Laura Cooper, acquisitions director at Atomic Consultancy, said activity was high last year, and she expects the strong market performance to continue in 2024.
“We’re seeing the same factors which influenced activity in 2023 continue, along with some additional aspects which are driving activity even further,” she said.
Cooper highlighted three areas in particular:
- Large portfolio exits: owners of businesses with four-plus offices and £3m-plus in lettings turnover “may look to capitalise on valuations in some key areas, worried they may miss the peak of the market if they delay their decision”.
- Election anxiety: as the potential for increased taxes looms, some owners “may choose to sell before changes take effect, further driving deals in the short term”.

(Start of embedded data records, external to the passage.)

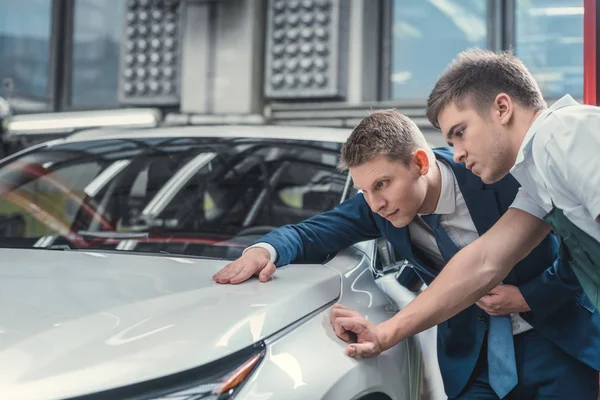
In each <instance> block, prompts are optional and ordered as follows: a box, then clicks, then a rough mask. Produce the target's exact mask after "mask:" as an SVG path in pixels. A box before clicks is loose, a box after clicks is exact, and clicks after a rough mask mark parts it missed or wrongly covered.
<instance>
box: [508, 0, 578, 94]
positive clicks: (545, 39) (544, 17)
mask: <svg viewBox="0 0 600 400" xmlns="http://www.w3.org/2000/svg"><path fill="white" fill-rule="evenodd" d="M515 22H516V24H515V25H516V26H515V42H516V43H515V51H516V54H517V55H518V56H519V58H521V59H522V60H523V61H524V62H525V64H526V65H527V66H528V67H529V69H530V70H531V73H532V74H533V75H534V76H535V78H536V80H537V81H538V83H539V85H540V88H541V89H542V92H543V93H544V96H545V97H546V98H547V99H556V98H559V97H562V96H563V95H565V94H570V95H572V96H573V97H575V98H581V97H583V0H527V1H523V0H517V1H516V5H515Z"/></svg>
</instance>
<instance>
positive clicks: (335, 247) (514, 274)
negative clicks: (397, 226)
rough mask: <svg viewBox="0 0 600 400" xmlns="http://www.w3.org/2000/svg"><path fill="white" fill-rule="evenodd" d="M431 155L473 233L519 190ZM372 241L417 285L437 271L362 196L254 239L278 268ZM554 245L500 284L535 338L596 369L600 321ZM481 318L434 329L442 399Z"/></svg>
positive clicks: (444, 158) (512, 198) (410, 241)
mask: <svg viewBox="0 0 600 400" xmlns="http://www.w3.org/2000/svg"><path fill="white" fill-rule="evenodd" d="M434 152H435V154H436V157H437V158H439V159H442V160H444V161H446V162H447V163H448V165H450V167H451V168H452V170H453V171H454V175H455V176H456V180H457V182H458V185H459V187H460V190H461V193H462V195H463V197H464V199H465V202H466V205H467V207H468V209H469V212H470V213H471V218H472V219H473V223H474V224H475V227H476V228H477V231H478V233H479V234H480V235H482V234H484V233H485V232H486V231H487V230H488V229H490V227H492V225H494V223H495V222H496V221H497V220H498V219H499V218H500V216H501V215H502V214H503V213H505V212H506V211H507V210H508V208H509V206H510V204H511V203H512V201H513V200H514V198H515V196H516V193H517V190H518V188H519V185H518V183H517V181H516V180H515V179H514V178H513V177H512V176H510V175H509V176H507V177H505V178H504V179H502V180H501V181H499V182H497V183H495V184H492V185H486V184H484V183H483V182H482V181H481V179H480V178H478V177H477V176H475V175H473V174H472V173H471V172H470V171H468V170H467V169H466V168H465V167H464V165H463V164H456V163H454V162H453V161H452V151H451V150H450V149H447V148H443V149H435V150H434ZM380 236H384V237H385V238H386V239H387V240H388V241H389V242H390V243H391V244H392V245H393V246H394V248H395V250H396V251H397V252H398V253H399V254H401V255H402V256H403V257H405V258H406V259H407V260H408V261H410V262H411V263H412V264H413V265H414V268H415V272H416V273H417V274H418V275H419V277H420V278H421V279H422V280H423V281H424V282H426V283H430V282H431V281H432V280H433V279H434V278H435V276H436V274H437V271H436V270H435V269H433V268H431V267H430V266H428V265H427V264H426V263H424V262H423V261H422V260H420V259H419V257H418V256H417V255H415V254H414V252H413V247H412V244H411V241H410V235H409V231H408V228H407V227H404V228H395V227H394V226H393V225H392V224H391V223H390V222H389V221H387V220H386V219H384V218H382V217H380V216H379V215H378V214H376V213H373V212H372V211H371V210H370V208H369V206H368V204H367V202H366V201H365V199H364V197H363V195H362V194H358V195H356V196H354V197H352V198H351V199H349V200H347V201H345V202H344V203H342V204H340V205H339V206H338V207H336V208H335V209H333V210H331V211H328V212H325V213H323V214H320V215H317V216H314V217H312V218H310V219H308V220H306V221H304V222H301V223H299V224H296V225H286V226H283V227H281V228H279V229H276V230H274V231H273V232H271V233H269V234H268V235H266V236H264V237H262V238H261V239H260V240H258V242H267V243H269V244H271V245H272V246H273V247H275V249H276V250H277V253H278V259H277V261H276V265H277V266H281V265H285V264H289V263H291V262H302V263H307V262H311V263H316V262H322V261H323V260H324V258H325V257H326V256H327V255H328V254H330V253H334V252H337V251H339V250H341V249H343V248H346V247H348V246H350V245H352V244H354V243H357V242H360V241H363V240H367V239H375V238H377V237H380ZM499 245H501V244H499ZM557 247H558V246H557V241H556V239H555V237H554V236H553V235H551V234H550V235H548V236H547V237H546V238H545V239H544V240H543V241H542V243H540V245H539V246H538V247H536V248H535V249H534V250H533V251H532V252H531V253H530V254H529V255H528V256H527V257H526V258H524V259H523V260H522V261H521V262H519V263H518V264H517V265H516V267H515V268H514V269H513V270H512V271H511V273H510V274H509V275H508V276H507V278H506V279H505V280H504V283H506V284H511V285H515V286H518V287H519V289H520V290H521V293H522V294H523V297H524V298H525V300H526V301H527V303H528V304H529V306H530V308H531V310H532V311H531V312H527V313H521V316H522V317H523V318H524V319H525V320H526V321H527V322H529V323H530V324H531V325H532V326H533V327H534V328H535V329H536V330H537V331H538V332H539V333H540V334H542V335H543V336H545V337H546V338H548V339H549V340H551V341H553V342H554V343H555V344H556V345H558V346H559V347H561V348H562V349H563V350H565V351H566V352H567V353H569V354H570V355H572V356H573V357H575V358H577V359H579V360H580V361H582V362H584V363H586V364H588V365H590V366H592V367H593V368H595V369H596V370H600V316H599V315H598V312H595V310H594V309H593V307H592V306H591V303H590V302H589V300H587V298H586V297H585V295H584V294H583V291H582V289H581V287H580V286H579V284H578V282H577V279H576V277H575V275H574V274H573V271H572V270H571V268H570V267H569V266H568V265H566V264H563V263H561V262H560V261H558V260H557ZM474 268H475V266H474ZM488 321H489V317H488V314H487V313H485V312H484V311H483V310H481V309H480V308H479V307H477V306H475V305H473V306H471V307H469V308H467V309H466V310H464V311H462V312H460V313H459V314H457V315H456V316H454V317H452V318H450V319H449V320H448V321H445V322H443V323H442V324H440V325H438V360H439V365H440V369H441V372H442V376H443V379H444V386H445V390H446V394H447V395H448V396H450V397H454V396H457V395H458V394H459V393H460V392H461V390H462V389H463V388H464V386H465V385H466V383H467V381H468V379H469V377H470V375H471V373H472V372H473V369H474V367H475V364H476V362H477V358H478V356H479V351H480V349H481V347H482V344H483V339H484V337H485V332H486V329H487V324H488Z"/></svg>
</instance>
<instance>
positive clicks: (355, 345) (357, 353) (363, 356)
mask: <svg viewBox="0 0 600 400" xmlns="http://www.w3.org/2000/svg"><path fill="white" fill-rule="evenodd" d="M346 355H348V357H372V355H373V343H353V344H349V345H348V346H346Z"/></svg>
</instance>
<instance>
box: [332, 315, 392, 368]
mask: <svg viewBox="0 0 600 400" xmlns="http://www.w3.org/2000/svg"><path fill="white" fill-rule="evenodd" d="M329 321H330V322H331V326H332V327H333V330H334V331H335V334H336V335H337V336H338V337H339V338H340V339H342V340H344V341H345V342H350V341H352V338H351V336H356V343H350V344H349V345H348V346H346V355H348V356H350V357H365V358H369V357H376V356H378V355H379V353H381V352H382V351H384V350H387V349H388V348H389V347H390V346H386V345H385V340H384V334H383V330H382V329H381V328H380V327H379V326H378V325H375V324H373V323H372V322H370V321H368V320H367V319H365V318H364V317H363V316H362V315H361V314H360V313H359V312H357V311H353V310H350V309H349V308H346V307H344V306H343V305H341V304H335V305H334V306H333V308H332V309H331V314H330V316H329Z"/></svg>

- Rise of self-employed agents: the trend towards self-employed estate agents building their own lettings portfolios is “creating new acquisition targets at an accelerated pace”.
Last year saw shifting motivations for agency owners selling up, according to Atomic. while retirement was the primary driver in past years, 2023 saw a rise in owners selling due to:
- recruitment challenges which were pulling them back into hands-on operations
- cost increases which were impacting profitability
- escalating legislative requirements, particularly in Wales
- pre-empting potential tax changes in the imminent general election
- refocusing their business on sales operations and capitalising on high lettings values.
Lucy Noonan, founder and CEO of Atomic Consultancy, commented: “With all the moving pieces, navigating the acquisition landscape can be complex. The consistent message we hear is the immense value of seeking expert advice before making any decisions.”